Porter: Ecopetrol in Colombia, it’s a 20 something percent dividend yielder, because it’s in Colombia. If you look at the Colombian currency recently, it’s appreciated a lot. Colombian banks have done much better recently. And so, being a financials guy, you have to deal with every possible risk out there. We’ve done emerging markets before. So, you look at the currencies, you look at the banks, how are all this stuff doing, that’s another screen you do of like, “Hey, can I buy this if banks are imploding in Colombia?” The answer is no. And so, we go through all these things and just try to figure out– We try to look for the easy trades, not the hard trades.

Vincent: Within value.

Porter: Within value.

===

Vincent: The easy trade would have been buy Nvidia and call it a day.

Porter: But that wasn’t our expertise. I don’t know shit about semiconductors. So, that’s a problem.

Vincent: Quite true.

Jake: But that didn’t stop a lot of other people– [crosstalk]

Tobias: Didn’t go up.

Vincent: I don’t think it stopped– It doesn’t stop any of my friends who call me up and say, “What should I do with it?” Of course, I got that call today, and he’s like, “What should I do with Nvidia?” And I told him, “Look, you should sell half,” right?

Tobias: Yeah.

Vincent: Sell half.

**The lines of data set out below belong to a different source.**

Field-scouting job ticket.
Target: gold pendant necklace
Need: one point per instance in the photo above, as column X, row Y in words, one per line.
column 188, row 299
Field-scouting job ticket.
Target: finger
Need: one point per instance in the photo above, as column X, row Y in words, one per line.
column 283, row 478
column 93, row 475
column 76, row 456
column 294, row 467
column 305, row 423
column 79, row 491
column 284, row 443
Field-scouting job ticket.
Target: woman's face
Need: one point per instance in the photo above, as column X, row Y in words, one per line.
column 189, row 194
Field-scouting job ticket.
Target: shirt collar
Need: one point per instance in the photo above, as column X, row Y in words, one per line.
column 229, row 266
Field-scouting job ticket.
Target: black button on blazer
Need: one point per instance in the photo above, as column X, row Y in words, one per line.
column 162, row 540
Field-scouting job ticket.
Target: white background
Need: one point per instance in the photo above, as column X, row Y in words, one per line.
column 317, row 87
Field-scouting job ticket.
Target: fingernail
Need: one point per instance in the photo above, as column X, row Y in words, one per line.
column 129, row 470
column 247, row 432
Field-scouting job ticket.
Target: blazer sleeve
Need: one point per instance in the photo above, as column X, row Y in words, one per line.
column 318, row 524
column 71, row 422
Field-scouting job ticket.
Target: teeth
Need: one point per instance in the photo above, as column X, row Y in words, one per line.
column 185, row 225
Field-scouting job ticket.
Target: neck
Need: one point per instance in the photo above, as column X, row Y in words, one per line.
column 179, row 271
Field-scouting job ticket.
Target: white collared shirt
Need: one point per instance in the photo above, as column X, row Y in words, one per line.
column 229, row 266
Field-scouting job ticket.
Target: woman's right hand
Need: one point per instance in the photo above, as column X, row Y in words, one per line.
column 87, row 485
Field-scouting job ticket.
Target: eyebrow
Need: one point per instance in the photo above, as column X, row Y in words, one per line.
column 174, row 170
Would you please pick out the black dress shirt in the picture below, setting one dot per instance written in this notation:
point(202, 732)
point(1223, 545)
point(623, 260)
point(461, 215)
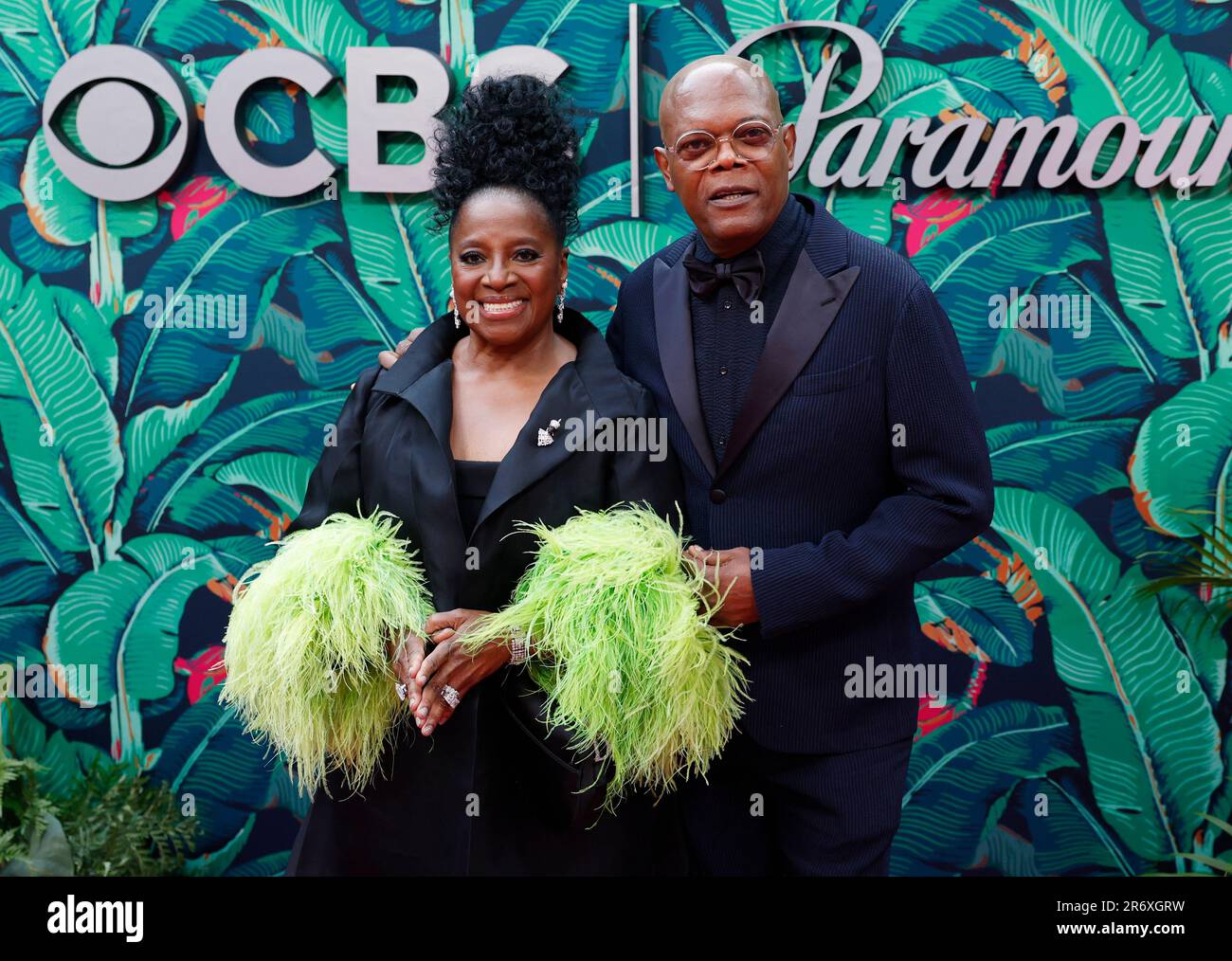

Because let’s get into human emotion. If you don’t sell and the stock’s down 25%, the next thing you’re going to say is, “Well, I’ll sell when it gets back up to par,” or whatever the high note was. And then chances are for if, and I’m not saying we are, but if we were in a bear market or a deep bear market, there’s another 50% to go. And then you’re never going to sell. That’s how become a bag holder. So, selling those crazy names that go like that and selling half and half and half again gets you to keep your profits.

===

Porter: Now, let’s discuss our own philosophy here on gold. [chuckles] I just talked about how gold went from $1,900 to $2,400 here or whatever it is. And everyone I talk to has sold, or trimmed or sold. I don’t think there’s a lot of people that I talk to that are actively buying right here, because the RSIs are high, the PTSD in gold has been horrendous. I don’t know. We trimmed some names, but it’s very small. I just think I’m going to sometimes just sitting on your hands waiting, seeing. We have no outside investors. We have no rush to hit the sell button. We try to sell everything for long-term cap gains. So, that’s an issue too. So, I’m sitting, waiting around– Again, you look at the debt problem, is it going to get better in your lifetime, Tobias?

Jake: [chuckles]

Tobias: Unlikely. I don’t see how. Why would it? There’s no reason to.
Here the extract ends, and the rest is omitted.